Published online by Cambridge University Press: 18 December 2024
Introduction
How people of faith consider the issue of abortion from a prochoice perspective is largely unexplored in academic literature. This chapter draws on focus group data to examine the degree to which the embodied nature of becoming and being human, and a sense of God as love or compassion, contribute to study participants’ understandings of ‘the ground’ of the self and the modes of self-assertion these enable, particularly for pregnant people.
Many study participants spoke of the importance of love, compassion and respect within their faith communities, and to their own ways of being in the world. However, we propose that although they may have had this aspect of ‘self-grounding’ in common, absent substantive consideration of embodiment and interdependencies, their views of what constitutes sentiments and acts of love and compassion disregard the bodily autonomy of pregnant people. We argue that those participants who had an in-depth awareness of both the embodied nature of becoming and being human, and a sense of God as love or compassion, for God, and for one another, had to largely give up on the need for an unquestionable ground upon which to base self-assertion, be that ground based on doctrine and/or gendered norms.

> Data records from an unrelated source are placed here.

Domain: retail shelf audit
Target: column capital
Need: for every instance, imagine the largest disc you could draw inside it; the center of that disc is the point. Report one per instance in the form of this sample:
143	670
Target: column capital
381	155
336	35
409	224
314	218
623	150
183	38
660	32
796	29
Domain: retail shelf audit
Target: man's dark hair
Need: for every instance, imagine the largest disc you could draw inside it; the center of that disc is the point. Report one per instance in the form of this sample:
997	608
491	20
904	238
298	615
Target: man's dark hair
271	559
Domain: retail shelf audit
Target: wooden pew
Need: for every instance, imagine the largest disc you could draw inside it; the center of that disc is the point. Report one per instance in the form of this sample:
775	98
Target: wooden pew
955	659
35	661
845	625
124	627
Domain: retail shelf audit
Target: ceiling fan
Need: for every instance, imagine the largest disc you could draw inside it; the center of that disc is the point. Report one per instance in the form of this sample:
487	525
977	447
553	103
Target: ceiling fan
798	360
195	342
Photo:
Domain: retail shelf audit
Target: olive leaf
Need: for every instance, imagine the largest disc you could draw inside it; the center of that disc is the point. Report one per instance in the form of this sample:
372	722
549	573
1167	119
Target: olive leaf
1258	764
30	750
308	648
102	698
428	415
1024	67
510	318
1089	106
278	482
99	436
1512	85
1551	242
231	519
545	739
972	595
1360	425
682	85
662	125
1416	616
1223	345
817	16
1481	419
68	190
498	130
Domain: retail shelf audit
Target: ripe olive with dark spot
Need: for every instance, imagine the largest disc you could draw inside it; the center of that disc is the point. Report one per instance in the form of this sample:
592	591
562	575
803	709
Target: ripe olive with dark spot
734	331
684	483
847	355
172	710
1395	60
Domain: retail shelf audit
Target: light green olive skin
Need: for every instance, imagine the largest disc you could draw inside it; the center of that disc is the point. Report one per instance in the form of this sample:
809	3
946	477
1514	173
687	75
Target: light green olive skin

Self-grounding and self-assertion
Within Christianity there is a belief that we are each made in the image of God and it is this that secures our dignity or inner core as humans. However, many (though not all) forms of Christianity also upheld a distinction between men and women, arguing they are not the same, with women historically constructed as men's ‘helpmates’ (Peters, 2018: 86). Furthermore, what counts as ‘life’ within the concept of the sacredness of life has shifted over time. As Rebecca Peters demonstrates, from the fourth to the seventeenth century most Christian theologians held that a prohibition on abortion only applied after ‘quickening’. Within the Catholic Church abortion was not completely prohibited until 1889 and it was as late as 1965 when the primary concern about abortion shifted from it being about the concealment of sexual sin to the protection of ‘life’ (Peters, 2018: 94). Thus, a range of shifting beliefs and practices within Christianity have constituted personhood differently over time.